Il conflitto tra Costituzione italiana e Trattati europei, come riassume Giacché, è dunque inevitabile. Tanto inevitabile quanto aspro e produttivo di frizioni destinate ad affossare il costituzionalismo antifascista, come si ricava in modo esemplare e drammatico con l’introduzione nella Costituzione italiana dell’obbligo di bilancio in equilibrio (art. 81). E’ sicuramente vero che l’equilibrio e il pareggio di bilancio sono cose diverse, come amano ripetere gli economisti al servizio del principe per occultare la sua portata eversiva. Per questo sono preziose le indicazioni di Giacché, che da economista illustra in modo semplice il significato di questa insidiosa riforma costituzionale, tutta volta a far prevalere le ragioni del rigorismo antinflazionista su quelle della tutela del lavoro. Tutta volta a rovesciare il compromesso keynesiano e a definire i termini di una drammatica redistribuzione della ricchezza dal basso verso l’alto.

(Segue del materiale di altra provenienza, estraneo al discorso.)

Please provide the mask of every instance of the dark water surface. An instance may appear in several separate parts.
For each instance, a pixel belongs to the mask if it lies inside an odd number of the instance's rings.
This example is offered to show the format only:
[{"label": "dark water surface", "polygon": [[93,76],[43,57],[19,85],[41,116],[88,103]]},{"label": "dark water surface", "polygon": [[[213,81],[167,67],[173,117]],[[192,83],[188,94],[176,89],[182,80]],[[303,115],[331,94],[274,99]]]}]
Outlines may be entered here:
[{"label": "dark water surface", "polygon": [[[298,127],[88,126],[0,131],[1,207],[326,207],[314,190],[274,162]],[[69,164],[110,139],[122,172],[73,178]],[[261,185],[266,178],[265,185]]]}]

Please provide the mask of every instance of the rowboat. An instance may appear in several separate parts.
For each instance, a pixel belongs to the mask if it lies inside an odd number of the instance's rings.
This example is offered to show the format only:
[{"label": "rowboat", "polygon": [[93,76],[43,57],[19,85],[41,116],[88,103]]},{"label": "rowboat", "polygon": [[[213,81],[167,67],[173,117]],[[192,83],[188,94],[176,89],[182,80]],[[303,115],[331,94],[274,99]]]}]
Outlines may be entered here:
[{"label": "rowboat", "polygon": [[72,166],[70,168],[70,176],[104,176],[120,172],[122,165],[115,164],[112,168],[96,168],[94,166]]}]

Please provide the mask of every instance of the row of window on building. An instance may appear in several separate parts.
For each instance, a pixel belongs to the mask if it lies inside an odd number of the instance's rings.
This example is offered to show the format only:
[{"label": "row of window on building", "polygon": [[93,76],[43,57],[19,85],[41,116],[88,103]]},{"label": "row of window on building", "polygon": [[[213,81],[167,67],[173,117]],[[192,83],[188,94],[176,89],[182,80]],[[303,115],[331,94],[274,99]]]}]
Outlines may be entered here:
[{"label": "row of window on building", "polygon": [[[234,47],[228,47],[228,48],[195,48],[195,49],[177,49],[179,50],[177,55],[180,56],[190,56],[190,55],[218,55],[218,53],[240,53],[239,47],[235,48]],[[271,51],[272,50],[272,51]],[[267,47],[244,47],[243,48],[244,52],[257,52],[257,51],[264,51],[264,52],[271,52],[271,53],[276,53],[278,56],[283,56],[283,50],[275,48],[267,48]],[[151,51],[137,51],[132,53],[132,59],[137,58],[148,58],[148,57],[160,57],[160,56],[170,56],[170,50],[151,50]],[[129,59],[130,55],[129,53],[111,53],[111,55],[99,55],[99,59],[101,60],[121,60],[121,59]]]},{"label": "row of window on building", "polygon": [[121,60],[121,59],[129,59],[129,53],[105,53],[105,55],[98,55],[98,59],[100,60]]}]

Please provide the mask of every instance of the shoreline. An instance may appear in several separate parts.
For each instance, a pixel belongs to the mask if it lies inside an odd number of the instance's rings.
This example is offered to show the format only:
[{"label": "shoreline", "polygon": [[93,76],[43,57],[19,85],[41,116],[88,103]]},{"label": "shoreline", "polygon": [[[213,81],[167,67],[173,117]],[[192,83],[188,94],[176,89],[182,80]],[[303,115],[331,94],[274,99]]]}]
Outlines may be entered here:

Resta sullo sfondo di questo agile ma intenso volume la sconforto oramai impadronitosi di coloro i quali, come Giacché e chi scrive, hanno a lungo ritenuto che l’Unione europea potesse essere un «fattore di modernizzazione e di crescita» e la moneta unica uno strumento utilizzabile per questi fini. Certo, le attuali politiche impediscono di coltivare simili aspirazioni, e tuttavia per molto tempo, e magari per troppo tempo, si è pensato che le cose potessero in qualche modo cambiare: non certo per volontà della sinistra storica, sempre più cocciuta paladina del verbo neoliberale, ma magari per la spinta dal basso esercitata da movimenti e sindacati. Appare ora sempre più chiaro che spinte in questo senso sono assenti o ininfluenti, anche a causa delle trasformazioni in senso neoliberale di tutti gli ambiti dello stare insieme come società.

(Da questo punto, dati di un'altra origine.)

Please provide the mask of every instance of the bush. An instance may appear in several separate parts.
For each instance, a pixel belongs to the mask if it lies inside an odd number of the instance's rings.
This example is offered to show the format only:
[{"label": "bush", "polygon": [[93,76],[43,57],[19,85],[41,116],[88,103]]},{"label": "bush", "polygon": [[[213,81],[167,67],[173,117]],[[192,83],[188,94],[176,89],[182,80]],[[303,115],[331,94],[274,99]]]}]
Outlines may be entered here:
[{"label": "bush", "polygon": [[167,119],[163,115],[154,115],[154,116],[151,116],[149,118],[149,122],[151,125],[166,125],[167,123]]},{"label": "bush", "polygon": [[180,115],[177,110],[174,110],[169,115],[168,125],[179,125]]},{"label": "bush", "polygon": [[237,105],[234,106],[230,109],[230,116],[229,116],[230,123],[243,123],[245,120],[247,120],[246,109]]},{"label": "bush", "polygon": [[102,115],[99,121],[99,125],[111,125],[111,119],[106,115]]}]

Se così stanno le cose, è più che mai urgente chiedere, con Giacché, di cambiare quanto prima “la direzione di marcia anziché il passo”. È però sempre più arduo pensare che ciò possa avvenire, e dunque sempre più urgente riflettere su alternative differenti da un non meglio definito ritorno al passato.

NOTE

* Vladimiro Giacché, Costituzione italiana contro Trattati europei. Il conflitto inevitabile, Imprimatur, Reggio Emilia 2015, pp. 96.

[1] Su cui V. Gicché, Titanic Europa. La crisi che non ci hanno raccontato, Aliberti, Roma 2012.

[2] Per questo aspetto rinvio a A. Somma, La dittatura della spread. Germania, Europa e crisi del debito, DeriveApprodi, Roma 2014.

[3] J.P. Morgan, The Euro area adjustment: about halfway there (http://culturaliberta.files.wordpress.com/2013/06/jpm-the-euro-area-adjustment-about-halfway-there.pdf), p. 12.

[4] Nota del Presidium dell’11 ottobre 2000 (Charte/4473/00), p. 31 s.

[5] The European convention – WG II – Working doc. 23, p. 4 s.